= Marsification =

Neologism about Mars colonization

Marsification is a neologism that critiques claims that the colonization of Mars is a viable strategy for dealing with the ecological crisis on Earth. The term presents the broader techno-utopian ideology which embraces space colonization as an extension of worldviews such as Manifest Destiny and the logic that drives ecocide.

== Definition ==
The definitions include:

- The various cultural, political and economic processes through which techno-salvationist fantasies divert our attention from the dominant global economic system's erosion of Earth's capacity to support life.
- The expansion of colonial fantasy beyond the atmosphere of the Earth.

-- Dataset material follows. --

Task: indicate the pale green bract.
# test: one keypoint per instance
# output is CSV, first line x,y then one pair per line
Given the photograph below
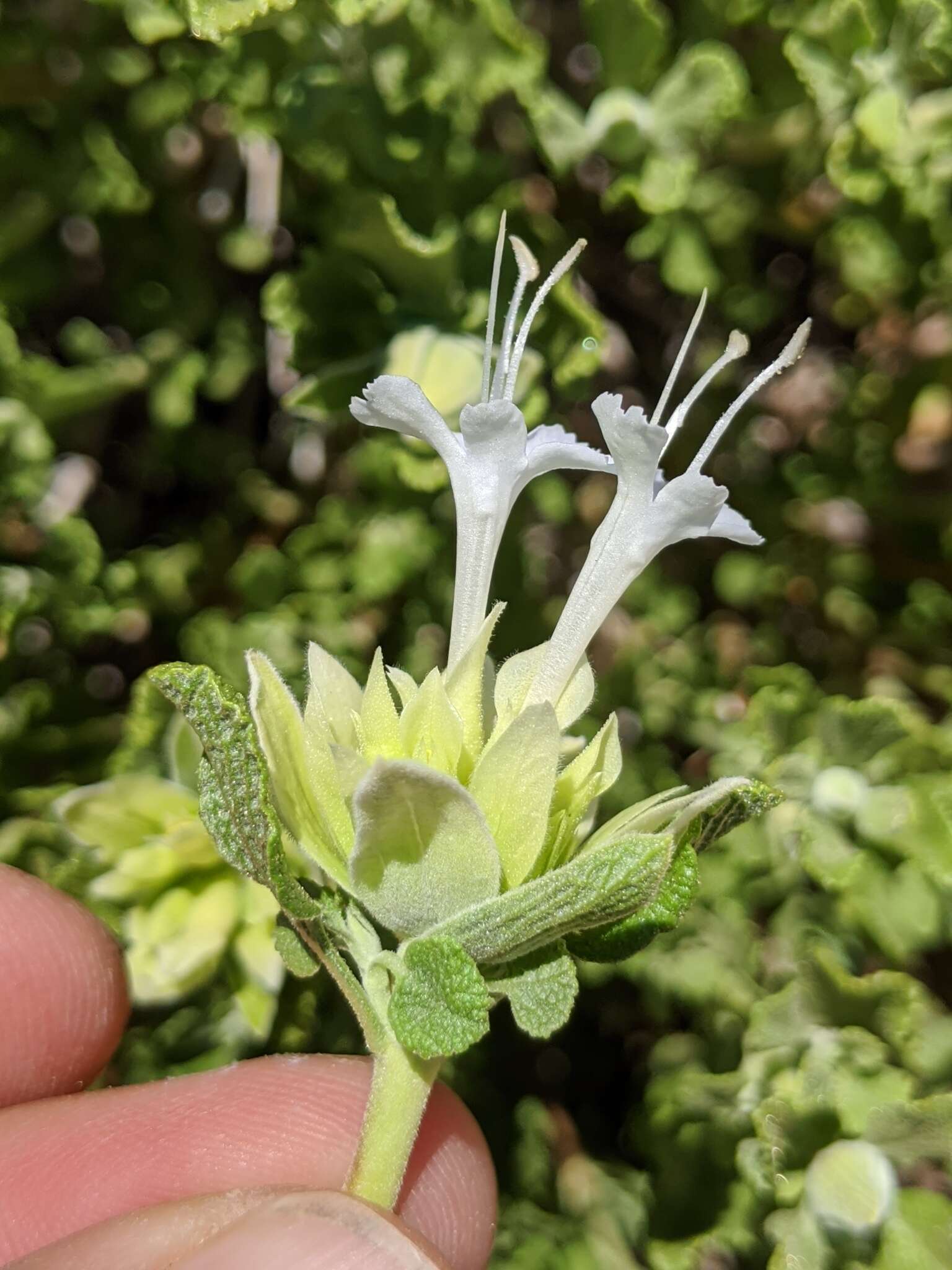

It has a verb tense, "marsify", which is defined as:

- Using techno-salvationist fantasy to transcend dire physical and ecological realities on Earth.
- To attempt to solve a problem in the most statistically unlikely and unselfconsciously grandiose way possible.

== Origin ==
Inspired by neologisms that cast light on changing environmental and social conditions and related issues such as solastalgia, the term was created by Zara Zimbardo and Patrick Reinsborough in 2022 in collaboration with participatory art project The Bureau of Linguistical Reality. The Bureau is a public ongoing artwork by interdisciplinary artists Heidi Quante and Alicia Escott, which has received global attention for their work to create new words. to communicate the cultural and psychological impacts of climate change.

== Adoption in popular culture ==
The word first received attention from the BBC in January 2023 in an article exploring new words to adapt to the planet's changing conditions as we enter the Anthropocene. BBC journalist Richard Fisher described marsifcation as the “mistaken attitude that Mars could one day be a refuge from climate change and all of Earth's problems.” Marsification was selected by New Scientist magazine as one of "2023's new words" in science and technology that highlight important parts of our changing society. New Scientist reported that “Marsification captures a fast-developing ideology that presents technological fixes as universally beneficial solutions, while ignoring any tricky social, political, economic or spiritual aspects of complex problems.” The term and definition were cited in Lauren Markham's speculative essay Immemorial.

In May 2024 a concept album audio artwork and interactive website titled Marsification: A tale of planetary grief was released which explores the neologism and critiques “astrocolonial dreams and the nightmares that fuel them.” A track from the album was featured on an episode of U.K. Radio 4’s documentary program Short Cuts.